Tuesday, June 28, 2005

The Grokster case — possible outcomes... [updated version]

The New York Times writes:
The United States Supreme Court ruled unanimously today [27/6 2005] that Internet file-sharing services like Grokster and StreamCast Networks could be held responsible if they encouraged users to trade songs, movies and television shows online without paying for them.
The verdict is that the case thus can go back to lower court for proper trial. The justices' main argument is that there was enough evidence that the prosecuted Web services were seeking to profit from their customers' use of the illegally shared files spread through these networks.
In other words, a field day for Big Business — the established American movie- and music industry — which has argued persistently not only that online sharing of content severely harms their profits (an argument that is intrinsically hard to prove and duly has been disproved in several scientifical papers), but also that file-sharing ultimately could inhibit the creation of new content (which, of course, is simply untrue). So the bullies of the game keep smiling self-righteously while get a temporary advantage position in the continued struggle.
Cnet lists the prospective winners and losers of this slightly new situation; they conclude that licensed music and mp3 retailers are a winning bunch, with digital music sales probably continuing to soar, whereas mainstream file-sharing networks like eDonkey, LimeWire and Kazaa as well as mp3-only devices like today's iPods will lose out.
Obviously, these news report only address the mainstream, big-money networks out there. For more noncommercial/smaller/underground networks, the Supreme Court ruling is likely to have less of an effect.
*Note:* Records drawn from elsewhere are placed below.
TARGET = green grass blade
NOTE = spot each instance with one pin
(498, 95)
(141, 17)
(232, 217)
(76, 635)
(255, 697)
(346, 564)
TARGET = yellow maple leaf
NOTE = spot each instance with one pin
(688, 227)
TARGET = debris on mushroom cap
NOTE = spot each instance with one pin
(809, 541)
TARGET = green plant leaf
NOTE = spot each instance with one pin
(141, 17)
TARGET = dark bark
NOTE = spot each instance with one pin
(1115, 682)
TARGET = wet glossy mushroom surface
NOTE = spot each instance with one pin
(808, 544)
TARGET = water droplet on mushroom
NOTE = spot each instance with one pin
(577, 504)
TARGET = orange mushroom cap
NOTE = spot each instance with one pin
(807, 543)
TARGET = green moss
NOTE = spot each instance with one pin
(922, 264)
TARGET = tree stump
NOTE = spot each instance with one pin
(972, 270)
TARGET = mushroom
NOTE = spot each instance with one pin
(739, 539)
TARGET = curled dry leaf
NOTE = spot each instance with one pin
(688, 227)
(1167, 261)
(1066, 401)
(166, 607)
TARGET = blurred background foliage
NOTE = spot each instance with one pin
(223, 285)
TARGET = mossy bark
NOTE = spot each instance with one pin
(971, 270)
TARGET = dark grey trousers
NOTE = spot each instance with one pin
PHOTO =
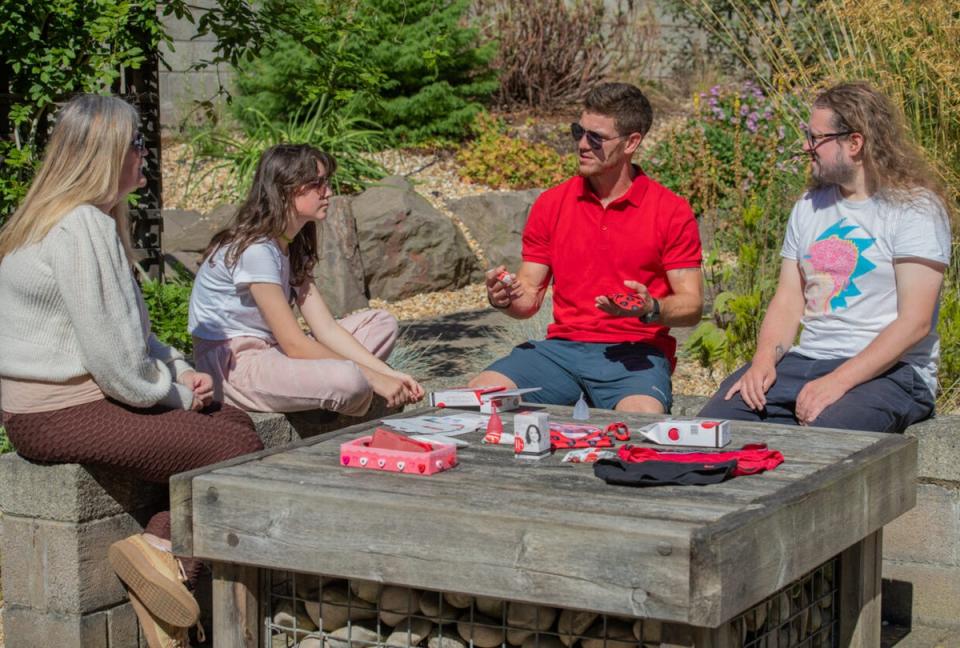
(890, 402)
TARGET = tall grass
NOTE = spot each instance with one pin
(909, 50)
(348, 139)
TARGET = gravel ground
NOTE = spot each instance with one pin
(188, 185)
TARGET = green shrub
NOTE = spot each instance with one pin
(53, 49)
(5, 445)
(412, 66)
(168, 303)
(949, 330)
(346, 138)
(499, 160)
(731, 149)
(910, 51)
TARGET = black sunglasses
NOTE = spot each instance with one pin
(594, 140)
(813, 141)
(138, 142)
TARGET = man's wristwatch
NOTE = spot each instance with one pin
(504, 307)
(654, 314)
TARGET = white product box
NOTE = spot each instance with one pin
(484, 397)
(531, 434)
(702, 433)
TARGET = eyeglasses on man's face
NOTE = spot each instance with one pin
(815, 140)
(138, 143)
(594, 140)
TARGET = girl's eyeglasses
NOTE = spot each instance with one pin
(319, 183)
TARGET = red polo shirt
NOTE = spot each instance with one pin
(591, 250)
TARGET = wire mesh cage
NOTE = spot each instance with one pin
(801, 615)
(308, 611)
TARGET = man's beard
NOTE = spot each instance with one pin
(838, 172)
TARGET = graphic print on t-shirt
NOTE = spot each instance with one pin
(831, 265)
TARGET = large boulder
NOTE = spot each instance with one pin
(339, 270)
(496, 220)
(407, 246)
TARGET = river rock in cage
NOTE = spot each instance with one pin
(458, 600)
(449, 639)
(353, 636)
(490, 607)
(397, 603)
(481, 630)
(537, 640)
(338, 607)
(409, 632)
(572, 624)
(431, 603)
(284, 617)
(647, 630)
(369, 591)
(617, 634)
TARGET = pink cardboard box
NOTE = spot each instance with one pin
(359, 454)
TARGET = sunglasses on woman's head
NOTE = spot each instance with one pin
(138, 142)
(594, 140)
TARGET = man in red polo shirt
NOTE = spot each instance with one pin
(610, 230)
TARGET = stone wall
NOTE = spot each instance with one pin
(182, 90)
(921, 549)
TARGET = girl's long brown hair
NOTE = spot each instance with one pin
(281, 174)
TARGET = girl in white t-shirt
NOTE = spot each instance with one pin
(245, 332)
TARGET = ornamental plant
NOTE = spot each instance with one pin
(728, 151)
(414, 67)
(498, 159)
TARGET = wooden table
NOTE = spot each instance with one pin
(552, 533)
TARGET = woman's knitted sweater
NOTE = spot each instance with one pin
(69, 306)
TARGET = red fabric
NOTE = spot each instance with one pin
(389, 440)
(591, 250)
(751, 459)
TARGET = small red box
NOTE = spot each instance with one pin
(359, 454)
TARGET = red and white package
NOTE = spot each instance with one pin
(701, 433)
(588, 455)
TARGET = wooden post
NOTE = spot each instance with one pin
(236, 610)
(860, 571)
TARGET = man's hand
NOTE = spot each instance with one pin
(501, 294)
(603, 302)
(202, 386)
(414, 390)
(816, 396)
(754, 384)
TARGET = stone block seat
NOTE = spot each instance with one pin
(59, 520)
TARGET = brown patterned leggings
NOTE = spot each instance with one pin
(151, 444)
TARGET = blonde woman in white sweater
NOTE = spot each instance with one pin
(82, 378)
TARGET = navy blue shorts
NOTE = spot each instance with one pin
(605, 373)
(895, 399)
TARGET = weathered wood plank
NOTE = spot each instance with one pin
(860, 570)
(519, 555)
(743, 557)
(553, 496)
(236, 622)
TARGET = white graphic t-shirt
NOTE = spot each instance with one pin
(846, 251)
(221, 306)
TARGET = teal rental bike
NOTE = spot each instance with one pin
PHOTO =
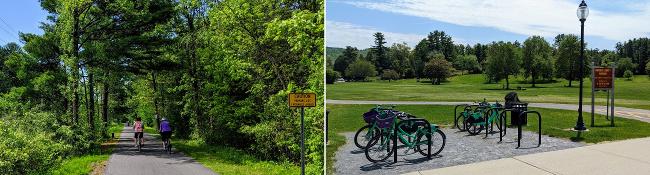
(484, 115)
(413, 134)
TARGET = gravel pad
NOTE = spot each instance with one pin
(460, 148)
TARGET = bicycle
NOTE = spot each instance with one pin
(138, 143)
(367, 132)
(380, 147)
(484, 115)
(167, 146)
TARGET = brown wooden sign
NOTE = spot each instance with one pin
(302, 100)
(603, 78)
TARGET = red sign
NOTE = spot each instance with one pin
(603, 78)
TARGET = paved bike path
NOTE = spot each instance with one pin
(621, 157)
(631, 113)
(152, 160)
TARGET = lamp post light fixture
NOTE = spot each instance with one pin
(582, 14)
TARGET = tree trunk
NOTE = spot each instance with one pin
(105, 103)
(155, 99)
(91, 101)
(75, 67)
(533, 77)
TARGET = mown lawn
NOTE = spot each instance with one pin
(227, 160)
(84, 164)
(555, 123)
(634, 94)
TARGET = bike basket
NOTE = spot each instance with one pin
(385, 122)
(370, 116)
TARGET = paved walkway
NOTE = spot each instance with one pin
(152, 160)
(631, 113)
(623, 157)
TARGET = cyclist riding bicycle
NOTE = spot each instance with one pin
(138, 128)
(165, 130)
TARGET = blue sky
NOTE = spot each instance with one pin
(483, 21)
(20, 16)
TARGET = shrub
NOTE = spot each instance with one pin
(31, 143)
(331, 76)
(360, 70)
(628, 74)
(389, 75)
(438, 69)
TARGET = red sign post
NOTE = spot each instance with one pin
(602, 79)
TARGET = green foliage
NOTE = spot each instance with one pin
(349, 56)
(503, 60)
(638, 49)
(331, 76)
(468, 63)
(401, 59)
(360, 70)
(32, 143)
(628, 75)
(647, 68)
(438, 69)
(567, 58)
(537, 60)
(388, 74)
(379, 53)
(623, 65)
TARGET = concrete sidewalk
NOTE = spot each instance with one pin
(622, 157)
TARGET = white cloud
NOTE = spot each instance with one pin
(527, 17)
(341, 34)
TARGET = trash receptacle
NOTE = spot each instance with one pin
(517, 107)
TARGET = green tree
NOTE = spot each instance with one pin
(625, 64)
(567, 63)
(438, 69)
(628, 75)
(349, 56)
(537, 59)
(379, 53)
(388, 74)
(360, 70)
(400, 55)
(468, 63)
(331, 76)
(647, 68)
(503, 61)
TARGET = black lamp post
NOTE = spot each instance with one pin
(582, 14)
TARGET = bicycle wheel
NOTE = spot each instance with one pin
(437, 143)
(460, 120)
(473, 129)
(379, 148)
(364, 135)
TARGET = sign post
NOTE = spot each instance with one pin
(602, 78)
(302, 100)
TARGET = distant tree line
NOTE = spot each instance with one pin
(436, 57)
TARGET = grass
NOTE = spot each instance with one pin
(347, 118)
(85, 164)
(634, 94)
(227, 160)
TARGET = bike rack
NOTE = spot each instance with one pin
(492, 126)
(395, 137)
(455, 112)
(539, 132)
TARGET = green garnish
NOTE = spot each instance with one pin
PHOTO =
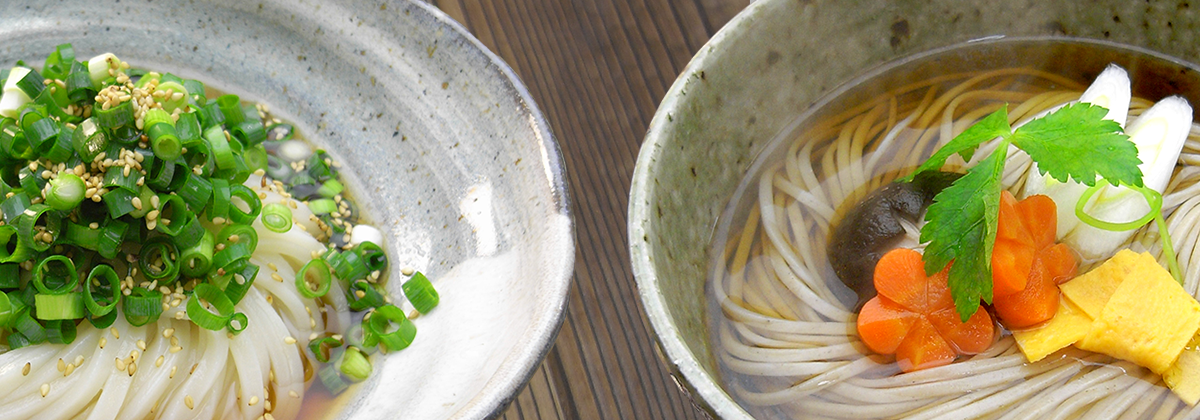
(1074, 142)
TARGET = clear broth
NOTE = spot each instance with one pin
(1077, 61)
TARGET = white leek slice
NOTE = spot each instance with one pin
(1159, 135)
(13, 97)
(99, 66)
(1109, 90)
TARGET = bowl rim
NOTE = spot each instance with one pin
(696, 381)
(491, 402)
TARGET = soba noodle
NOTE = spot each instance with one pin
(786, 334)
(173, 369)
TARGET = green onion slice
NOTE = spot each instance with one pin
(354, 365)
(63, 280)
(315, 273)
(102, 276)
(215, 298)
(421, 293)
(59, 306)
(142, 306)
(277, 217)
(159, 259)
(322, 347)
(66, 192)
(253, 205)
(393, 328)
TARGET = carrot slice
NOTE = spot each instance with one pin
(971, 337)
(1033, 305)
(1039, 215)
(900, 276)
(1011, 263)
(1061, 262)
(924, 348)
(883, 324)
(1009, 225)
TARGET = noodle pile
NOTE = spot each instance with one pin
(173, 369)
(786, 335)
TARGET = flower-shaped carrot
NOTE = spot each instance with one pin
(913, 316)
(1026, 264)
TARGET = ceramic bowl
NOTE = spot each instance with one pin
(445, 149)
(763, 70)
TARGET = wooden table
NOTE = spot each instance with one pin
(599, 69)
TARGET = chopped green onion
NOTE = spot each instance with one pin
(63, 280)
(421, 293)
(315, 273)
(111, 238)
(173, 214)
(241, 276)
(237, 323)
(157, 259)
(277, 217)
(253, 205)
(35, 225)
(196, 192)
(394, 330)
(373, 256)
(217, 299)
(59, 306)
(60, 331)
(9, 313)
(99, 274)
(322, 347)
(66, 192)
(196, 259)
(142, 306)
(354, 365)
(10, 279)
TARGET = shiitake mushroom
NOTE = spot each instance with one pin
(874, 227)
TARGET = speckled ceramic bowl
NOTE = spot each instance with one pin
(765, 69)
(448, 154)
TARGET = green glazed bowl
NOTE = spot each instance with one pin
(765, 69)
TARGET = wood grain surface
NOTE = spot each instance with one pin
(599, 69)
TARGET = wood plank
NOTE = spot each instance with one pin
(598, 70)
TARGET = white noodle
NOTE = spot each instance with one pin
(789, 346)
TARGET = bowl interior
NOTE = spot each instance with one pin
(763, 70)
(445, 153)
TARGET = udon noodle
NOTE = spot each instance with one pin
(185, 371)
(785, 330)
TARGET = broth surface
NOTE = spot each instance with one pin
(783, 324)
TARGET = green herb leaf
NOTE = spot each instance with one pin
(989, 127)
(1078, 142)
(961, 227)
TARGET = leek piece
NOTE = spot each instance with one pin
(59, 306)
(276, 217)
(420, 293)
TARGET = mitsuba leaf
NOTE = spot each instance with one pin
(961, 228)
(1078, 142)
(989, 127)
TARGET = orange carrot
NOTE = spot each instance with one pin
(1039, 216)
(1012, 256)
(913, 316)
(1037, 299)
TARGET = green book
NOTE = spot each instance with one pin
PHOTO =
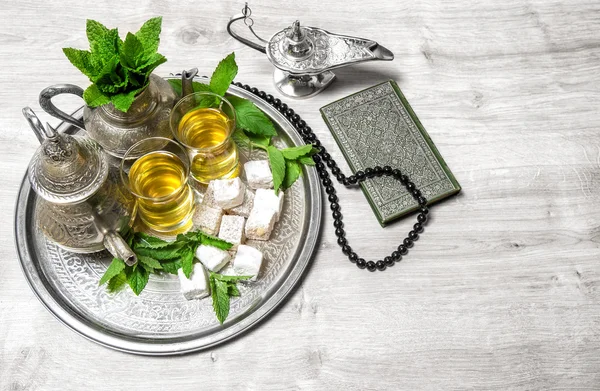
(377, 127)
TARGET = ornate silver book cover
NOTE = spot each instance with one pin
(377, 127)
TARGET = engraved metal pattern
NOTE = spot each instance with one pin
(76, 227)
(69, 182)
(329, 51)
(374, 128)
(160, 321)
(148, 116)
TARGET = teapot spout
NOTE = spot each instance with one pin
(381, 53)
(117, 246)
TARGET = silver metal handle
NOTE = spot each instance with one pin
(46, 102)
(248, 21)
(40, 131)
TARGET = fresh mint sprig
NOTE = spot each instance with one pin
(255, 129)
(222, 288)
(118, 69)
(155, 255)
(158, 255)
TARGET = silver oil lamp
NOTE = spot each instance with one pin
(305, 56)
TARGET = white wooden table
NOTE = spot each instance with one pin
(501, 292)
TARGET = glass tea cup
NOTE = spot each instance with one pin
(156, 172)
(204, 122)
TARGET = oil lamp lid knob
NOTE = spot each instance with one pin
(65, 169)
(296, 45)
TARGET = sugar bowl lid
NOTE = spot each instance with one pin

As New York Times once again writes,
there was some relief expressed among lawyers and advocacy groups aligned with Grokster, in that the Supreme Court seemed to clearly focus its attention not on the legality of peer-to-peer technology itself, but on the behavior of players seeking to make a profit from the technology [emphasis added].
read more (NY Times)
read more (Digital Music News)
read more (Cnet)

Added 28/6 2005, afternoon update:

Allow me to quote Swedish law and IT specialist Nicklas Lundblad, who points out that the ruling was one that essentially underlines how companies that knowingly support their customers to infringe on copyright law (and thereby indirectly breaking the law themselves) should be banned from doing so. In line with this, Lundblad argues, BitTorrent as a technology should not be outlawed (since its originator Bram Cohen neither contributorily nor vicariously has infringed on copyrights), whereas tracker sites definitely might be made illegal (they might well be already):
Probably our focus on Grokster was superfluous: the case is not the principal one we believed it to be, but a rather simple proceeding. And that it would be a blow against file-sharing is probably wrong too: what has happened is that companies that have gained from infringing the copyright of others have been condemned for this business model (which has been explicit and conscious).
The important part is this: it won’t become possible to outlaw file-sharing technology per se, nor the development of this technology. And [as pointed out above in this liquidculture posting] when there are no commercial businesses to refer back to the ruling becomes entirely irrelevant.
The music industry probably celebrates this as a victory just because there is so little else, that goes well for them.